Lessons from Limbaugh

>     Turkey is mobilizing to invade northern Iraq to attack the Kurds. The United States House of Representatives, led by Speaker Nancy Pelosi, is about to pass a formerly introduced resolution condemning the ethnic cleansing of Armenians by the Ottoman Empire (read as “former Turks”) that occurred hundreds of years ago. Several former U.S. Secretaries of State see the resolution’s passage as untimely, antagonistic to Turkey, the probable reason for the mobilization of Turkish troops on Iraq’s northern border, and an ill portent for the likelihood that the U.S. military will be able to continue to use Turkish air space and passageways to move troops into Iraq.
    On it’s face, and at first glance, I’d have to agree. But we live in challenging times that demand we think beyond the surface of things as well as for ourselves. So, upon further glance, I see a different reality.
    Ethnic cleansing is reprehensible whenever and wherever it occurs. As a Jew, I am gratified that the world, albeit late in coming, acknowledged Hitler’s and the German peoples’ efforts to exterminate certain ethnic and religious groups, mine included. To this day, Holocaust deniers and those who give them a platform, raise my ire. I can imagine that Armenians, who were the object of just such an effort by the ancestors of today’s Turks, have waited long and painfully for acknowledgment of the horror their ancestors experienced.
    I am proud to be part of the nation that is willing to step up and publicly make such an acknowledgment and condemnation. We must never be silent about an attempt to exterminate a people because they are different from us…primarily because they are us. We, the people of the world, are simply variations of a common theme called Humanity. To deny or injure one part of us is to inflict, inevitably, pain upon all parts of us.
    As for the fear-based propaganda being touted that such a resolution will “anger Turkey” and thereby cause it to retaliate against both us and the Kurds…a step they obviously took today by passage of a resolution to invade Northern Iraq…well, let me digress to something I heard today on the radio.  
    Rush Limbaugh was speaking about Hilary Clinton’s recent statement that she thinks a woman in politics needs to have “skin as tough as a rhinoceros” then likened herself to Eleanor Roosevelt in terms of criticism endured. Mr. Limbaugh, in an attempt to mock both Hilary Clinton and Eleanor Roosevelt by reference to the rhino comment, said that “there were likely no two First Ladies in history more frequently cheated on by their husbands” than the two of them. Somehow, Mr. Limbaugh blames the moral failures of Bill Clinton and Franklin Roosevelt on the women they were married to rather than on the egocentric, immature and misguided choices made by the men themselves.
    Which leads me to Turkey and it’s reaction to the pending U.S. resolution. If Turkey chooses to respond with military aggression against the Kurds and closure of it’s air and ground space to U.S. troops, that will be the responsibility of the Turkish government and it’s people, not the fault of the U.S. resolution.
    Remember the old saying, “It’s not what happens to you it’s how you handle it?” Well, that’s it. That’s how it works.
    I think the U.S. Resolution is a good thing but only halfway to being a great thing. It needs to condemn the action against the Armenians and it needs to also forgive the Ottomans for having behaved poorly at the time.
    Acknowledgment + forgiveness. It’s the motto of the State of Israel and the Jewish people towards the Holocaust. “Forgive but never forget.”
    There are a few lessons to be gleaned form this most current dilemma.

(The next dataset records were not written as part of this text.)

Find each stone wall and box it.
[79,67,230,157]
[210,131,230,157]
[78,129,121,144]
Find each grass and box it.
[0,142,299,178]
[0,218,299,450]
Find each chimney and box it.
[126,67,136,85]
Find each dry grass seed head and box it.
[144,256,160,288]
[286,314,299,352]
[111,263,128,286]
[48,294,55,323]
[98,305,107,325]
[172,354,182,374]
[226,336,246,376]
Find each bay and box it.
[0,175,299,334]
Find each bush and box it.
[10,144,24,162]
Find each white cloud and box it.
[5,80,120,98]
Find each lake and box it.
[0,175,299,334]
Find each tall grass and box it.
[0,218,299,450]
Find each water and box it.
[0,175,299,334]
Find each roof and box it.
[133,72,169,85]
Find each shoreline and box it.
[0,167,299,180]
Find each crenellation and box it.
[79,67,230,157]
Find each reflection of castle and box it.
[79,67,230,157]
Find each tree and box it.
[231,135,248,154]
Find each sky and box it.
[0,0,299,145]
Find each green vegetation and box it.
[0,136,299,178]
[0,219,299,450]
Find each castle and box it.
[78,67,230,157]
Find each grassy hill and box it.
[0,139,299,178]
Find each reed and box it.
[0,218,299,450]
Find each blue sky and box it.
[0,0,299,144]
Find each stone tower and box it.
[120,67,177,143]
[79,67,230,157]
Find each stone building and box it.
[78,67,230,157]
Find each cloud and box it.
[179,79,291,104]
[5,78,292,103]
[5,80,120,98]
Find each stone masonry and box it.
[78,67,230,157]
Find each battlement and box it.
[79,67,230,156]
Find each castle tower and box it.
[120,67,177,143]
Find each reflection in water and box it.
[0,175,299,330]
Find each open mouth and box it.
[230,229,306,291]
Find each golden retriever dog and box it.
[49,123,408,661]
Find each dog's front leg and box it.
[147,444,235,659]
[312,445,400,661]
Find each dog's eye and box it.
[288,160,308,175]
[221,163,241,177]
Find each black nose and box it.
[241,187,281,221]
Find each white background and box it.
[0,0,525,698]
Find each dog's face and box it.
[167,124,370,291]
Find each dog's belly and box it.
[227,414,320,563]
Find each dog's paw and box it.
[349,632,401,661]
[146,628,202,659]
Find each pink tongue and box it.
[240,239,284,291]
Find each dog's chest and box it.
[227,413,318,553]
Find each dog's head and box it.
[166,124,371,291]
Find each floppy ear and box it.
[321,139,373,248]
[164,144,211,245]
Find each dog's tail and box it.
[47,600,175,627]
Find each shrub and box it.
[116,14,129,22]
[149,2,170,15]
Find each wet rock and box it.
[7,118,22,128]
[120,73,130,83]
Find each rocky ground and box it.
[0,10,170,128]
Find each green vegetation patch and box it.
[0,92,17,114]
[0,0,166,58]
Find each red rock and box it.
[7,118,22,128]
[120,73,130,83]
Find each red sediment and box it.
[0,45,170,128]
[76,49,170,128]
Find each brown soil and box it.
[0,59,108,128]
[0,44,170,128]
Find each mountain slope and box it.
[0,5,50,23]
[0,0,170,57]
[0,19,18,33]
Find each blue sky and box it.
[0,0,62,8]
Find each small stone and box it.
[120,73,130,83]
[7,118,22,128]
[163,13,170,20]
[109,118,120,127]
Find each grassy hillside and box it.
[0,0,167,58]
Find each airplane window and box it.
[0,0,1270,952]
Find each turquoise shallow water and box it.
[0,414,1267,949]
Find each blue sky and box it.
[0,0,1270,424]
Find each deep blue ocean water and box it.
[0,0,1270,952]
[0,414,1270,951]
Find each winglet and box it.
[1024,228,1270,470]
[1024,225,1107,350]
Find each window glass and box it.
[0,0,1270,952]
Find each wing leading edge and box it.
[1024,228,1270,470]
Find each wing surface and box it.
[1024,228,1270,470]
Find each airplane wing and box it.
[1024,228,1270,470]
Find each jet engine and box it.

    1.  Harm done to one is harm done to all.
    2.  Behavior is personal and responsibility for choice remains with the one doing the choosing.
    3.  Official acknowledgment of reprehensible behavior by a government is a reasonable act.
    4.  Without forgiveness, pain and hatred fester.
    5.  With forgiveness, all parties are liberated to move past the moment.

     Infighting within the U.S. over the resolution, U.S. condemnation of Turkey absent forgiveness, a reactive, aggressive response by the Turks, a cycle of blame, anger and aggression…these are all part of an old paradigm that has repeatedly failed to create a better world, or a better way.
    Let us take this opportunity to take responsibility for how and why we act, and react, as we do and step into the light of a new paradigm where compassion for our diversity and forgiveness for our humanity are the principles that guides us and the foundation upon which we build a better future.
    Oh yes, and one further lesson, Mr. Limbaugh.
    Men who blame women for the poor choices they themselves make need to grow up.